Feb 26, 2026 Lasciate un messaggio

Le aziende alimentari testano un nuovo strumento di mercato per ridurre le emissioni di fertilizzanti

 

Food companies test new market tool to cut fertilizer emissions

 

Le aziende del settore alimentare e delle bevande si stanno rivolgendo a un nuovo meccanismo-basato sul mercato per affrontare uno degli input agricoli a maggiore intensità di carbonio-: i fertilizzanti azotati.

Il Center for Green Market Activation (GMA) e il think tank energetico RMI hanno dichiarato che stanno lanciando un sistema pilota di approvvigionamento "book{0}}and{1}}claim" che consente alle aziende di finanziare la produzione di fertilizzanti a basse{2}emissioni e di contare le conseguenti riduzioni delle emissioni rispetto ai loro obiettivi climatici dell'Ambito 3, senza modificare il modo in cui i fertilizzanti si spostano fisicamente attraverso le catene di approvvigionamento agricole.

Questa RDI verrà utilizzata per delineare il panorama del mercato delle soluzioni disponibili di fertilizzanti a basse-emissioni e identificare i fornitori che possono interagire con i nostri acquirenti per consentire i prelievi nei prossimi 12-18 mesi. I produttori di fertilizzanti possono inviare le loro informazioni qui. I dati anonimizzati verranno presentati agli acquirenti a livello tecnologico per informare i loro futuri criteri di acquisto per gli EAC. La scadenza per le risposte è venerdì 20 marzo 2026.

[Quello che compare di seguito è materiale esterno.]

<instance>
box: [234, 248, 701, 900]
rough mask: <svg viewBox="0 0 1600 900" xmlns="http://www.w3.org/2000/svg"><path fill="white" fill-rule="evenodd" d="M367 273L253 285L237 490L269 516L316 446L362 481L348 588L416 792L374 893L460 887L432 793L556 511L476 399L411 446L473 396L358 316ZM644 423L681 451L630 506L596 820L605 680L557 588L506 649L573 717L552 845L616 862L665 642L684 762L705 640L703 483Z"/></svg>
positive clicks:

L'agricoltura rappresenta circa un-quarto delle emissioni globali di gas serra, mentre la produzione, la distribuzione e l'uso di fertilizzanti sono responsabili di circa 1,31 gigatonnellate di anidride carbonica equivalente all'anno. Circa il 40% di queste emissioni proviene dalla stessa produzione di fertilizzanti, in gran parte a causa della dipendenza dai combustibili fossili.

Esistono già alternative a basse{0}emissioni, tra cui l'ammoniaca verde alimentata da fonti rinnovabili-, ma rimangono più costose della produzione convenzionale. Gli agricoltori, che in genere operano con margini ridotti e acquistano fertilizzanti stagionalmente, difficilmente riusciranno ad assorbire tali costi più elevati. Allo stesso tempo, le aziende alimentari si trovano ad affrontare una crescente pressione da parte degli investitori e dei regolatori affinché riducano le emissioni Scope 3 incorporate nei fattori di produzione agricoli.

Secondo il nuovo modello, i produttori di fertilizzanti generano certificati di attributi ambientali (EAC) per risultati verificati a basse-emissioni. Le aziende alimentari e delle bevande possono acquistare tali certificati per richiedere riduzioni delle emissioni, mentre il fertilizzante fisico continua a fluire attraverso i canali di distribuzione convenzionali a prezzi standard.

GMA e RMI hanno affermato che l'approccio è progettato per colmare un divario strutturale nella catena del valore dei fertilizzanti, in cui gli acquirenti aziendali si trovano a diversi passi dai produttori e non dispongono di opzioni di approvvigionamento diretto per input a basse- emissioni di carbonio. Oltre 900 aziende dei settori alimentare, delle bevande e dei beni di consumo hanno fissato obiettivi climatici basati sulla scienza-a breve termine-che includono le emissioni di fertilizzanti.

Il progetto pilota mira ad aggregare la domanda di più acquirenti aziendali per fornire certezza di entrate a lungo termine ai produttori che sviluppano ammoniaca verde e altre tecnologie a basse emissioni. Le aziende coinvolte affermano che l’impatto sui prezzi dei prodotti alimentari confezionati sarebbe probabilmente modesto, stimato tra l’1% e il 2%.

Simili sistemi di book-e-claim sono stati utilizzati nei mercati dell'energia rinnovabile e vengono adattati al carburante per l'aviazione, all'acciaio e al cemento. GMA e RMI hanno affermato che intendono applicare standard di verifica e registro comparabili per garantire che le riduzioni delle emissioni siano credibili e non conteggiate due volte.

In caso di successo, l'iniziativa potrebbe contribuire ad accelerare gli investimenti nella produzione di fertilizzanti a basso- tenore di carbonio, affrontando una delle fonti di emissioni più persistenti dell'agricoltura e offrendo allo stesso tempo alle aziende un percorso più chiaro per soddisfare gli impegni dell'Ambito 3.